When his mother offered him the choice of bagging groceries or working as a flagman on a construction project, 15-year-old Jay Wallace chose to put on a suit and tie and got himself a job as the projectionist at a local TV station. Working his way up the ladder doing studio camera work, audio, and control, Jay was directing the news by age 16, and well on the way to buying his first car. The rest is history, as they say!
Jay’s first contact with Clear-Com was through Ed Fitzgerald, and it wasn’t long before Michael Rucker was calling him to offer him a job covering West Coast sales for the company. While Jay’s background and interests make Broadcast and Live markets a natural fit, he thrives on the fact that his work allows him to learn about so many other industries, such as medical or aerospace. Now with a recently expanded region that extends from Cape Horn to the Northern Territories of Canada, Jay has found a position that allows him to travel as much for business as he does for pleasure.
What’s your most unusual tradeshow story?

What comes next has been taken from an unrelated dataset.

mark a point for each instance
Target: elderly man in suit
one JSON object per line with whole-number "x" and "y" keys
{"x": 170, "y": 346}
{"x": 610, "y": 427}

NAB Atlanta – 85K Broadcasters and 100K Deadheads all together in the same place! Tye Dye and business suits!
If you were able to have dinner with one person, who would it be and why?
Anthony Bourdain – who better to have dinner with than Anthony Bourdain?!
What’s your favorite meal?
Kari Eythorsson always takes me to the most unexpected and fantastic restaurants in the dark and dreary areas of LA during NAMM, so those are always remarkable, but my most memorable dinner was a K-Pauls in New Orleans. After dinner, I complimented Chef Paul Prudhomme and ended up having coffee with him while he signed cookbooks. And I can’t forget to mention my brush with fame – the time Rob Lowe picked up my bar tab at the Capital Grille in DC where they were shooting episode one of the West Wing.
I am so grateful to have been so many wonderful places already, but still on the bucket list is a cruise around Antarctica to see Patagonia.
What is the last book you read?
Last Best Hope, by George Packer – very thought-provoking and supports a deeper understanding of my fellow Americans.
Jethro Tull in Houston in 1977, then Texas Jam in Dallas – the opening band was a little band called Van Halen.
If you didn’t end up in this industry, what other career path would you have pursued?
Law school – love the debate.
What advice would you give to people just starting off in the industry?
Never undervalue yourself. Don’t take unpaid interships – if you’re working, you should get paid.
Anything else you want people to know about you?
I live 35 minutes from the front door of Domaine Carneros, and it’s one of the main reasons I love living in the Bay Area. Along with wine, I love big dogs, British automobiles, and multi-course tasting menus.